Indeed! It's just that they are building a system that's appealing to switchers from BeOS, whereas this project is about creating a system that's appealing to switchers from the Mac. But I agree that under the hood one could share a lot, and Haiku OS is architected way better than the typical "Linux" (XDG) desktop in my opinion.
Hello there, I introduce myself by saying I am pretty new to OS development, and then I know I'm not getting all the things right.
I've read most of the content in this github issues section and guidelines for this project. Let me say that I'm impressed by the direction that this system wants to follow. I was imagining something like that on my own, and in this regard, I have to highlight some additional ideas I have, but I think I'll do it in another issue, because I don't want to bloat this one.
So, what is the point here?
I think that the idea of choosing FreeBSD over Linux is brilliant because it avoids all the deep inconsistencies between Distros and Base-Distros that make any Linux-Based OS so cumbersome and tedious in desktop usage. But I also read that FreeBSD doesn't target desktop as its main usage case. I've read about rc.d problems and huge memory usage by some modules - which is not very much necessary for what we need -, we should integrate Xorg or using just the framebuffer and avoid graphics server completely, we have to reconfigure a lot of stuff, and so on. I also was observing the Haiku project for a while (a copule of years), and since now they put out beta 2, I decided to try it out on a bare-metal installation (no VM), and I found it very polished and insanely fast! Most of the operations we are in order to do on FreeBSD are just in the right way there in Haiku, so we would need less work and have a more coherent base OS below, which is specifically targeting desktop systems and professional workstations.
Most of the problems mentioned by the usage of FreeBSD should be resolved quite automatically where using HaikuOS as core system.
Haiku, at the actual stage, has only few software libs and applications ported, but since it is a fully-POSIX-compliant system, ports can be done easily, and Haiku itself offers a nice and automatized porting application for that, which is called
haikuporter
. With the diffusion of the OS, I have no doubt that most applications would be ported by developers themselves to that System. This is also true on BSD, so no disadvantages here. Same on drivers, that instead need to be rewritten, just like on FreeBSD, though. Both Haiku and FreeBSD have very few drivers and there is not much we can do for this other than make these systems spread across Open Source Community and "Mere Mortals" Userbase. Things will get rounded off only then on both Systems.Now, I have heard that Haiku devs don't want Distros on their OS, but their kernel and Base System is still Open Source and there must be some kind of acceptable compromise. In the end, we would only make some reskin of their "DE" (I don't know if that could be called a DE, btw) and introduce some kind of GNUstep-ish app allocation scheme.
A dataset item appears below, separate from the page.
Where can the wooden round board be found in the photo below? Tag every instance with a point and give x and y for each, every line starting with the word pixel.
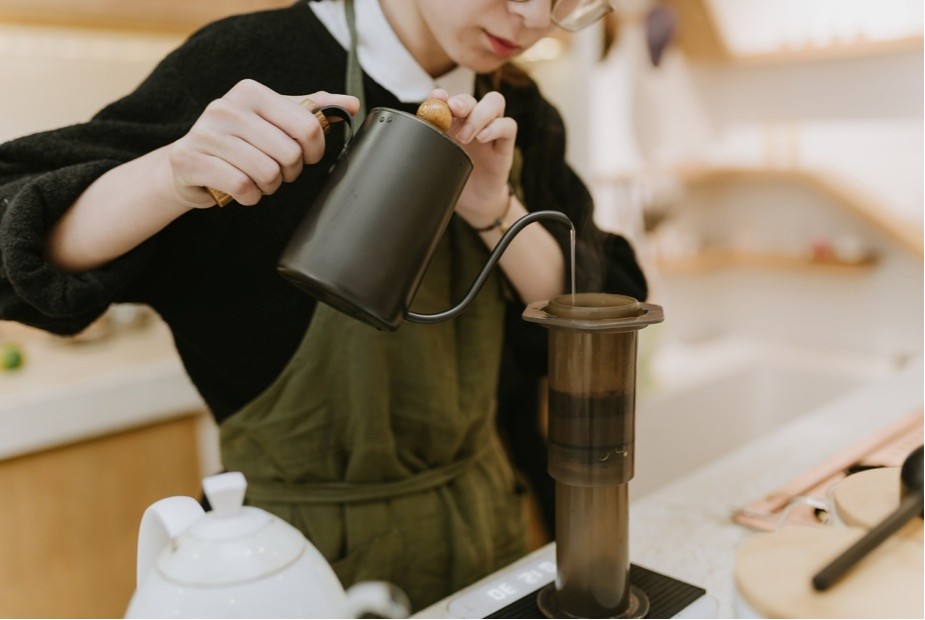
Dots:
pixel 774 571
pixel 864 499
I think that they are tied up to BeOS too much, because they want backwards compatibility and "look and feel", but IMHO that's only an exercise in style with no benefits whatsoever in practical usage nowadays. In case they will not permit us to use their entire OS, we should only take their kernel and start from there.
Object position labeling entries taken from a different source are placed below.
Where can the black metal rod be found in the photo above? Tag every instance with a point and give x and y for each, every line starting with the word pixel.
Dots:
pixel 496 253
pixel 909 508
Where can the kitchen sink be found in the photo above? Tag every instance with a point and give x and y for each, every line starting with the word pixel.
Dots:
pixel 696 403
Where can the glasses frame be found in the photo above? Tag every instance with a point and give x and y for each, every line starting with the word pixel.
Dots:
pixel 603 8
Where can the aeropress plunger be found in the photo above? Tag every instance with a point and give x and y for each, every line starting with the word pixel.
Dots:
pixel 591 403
Sure, some research must be done so know if the Haiku kernel itself could be more suitable that BSD kernel. I was setting up some kernel benchmarks on my own between Linux and FreeBSD kernel, and I wanted to add Haiku as well. I was using
phoronix-test-suite benchmark kernel
command, but neither phoronix nor libraries and tests were compiled for Haiku up to this time.Let me know what you think, guys!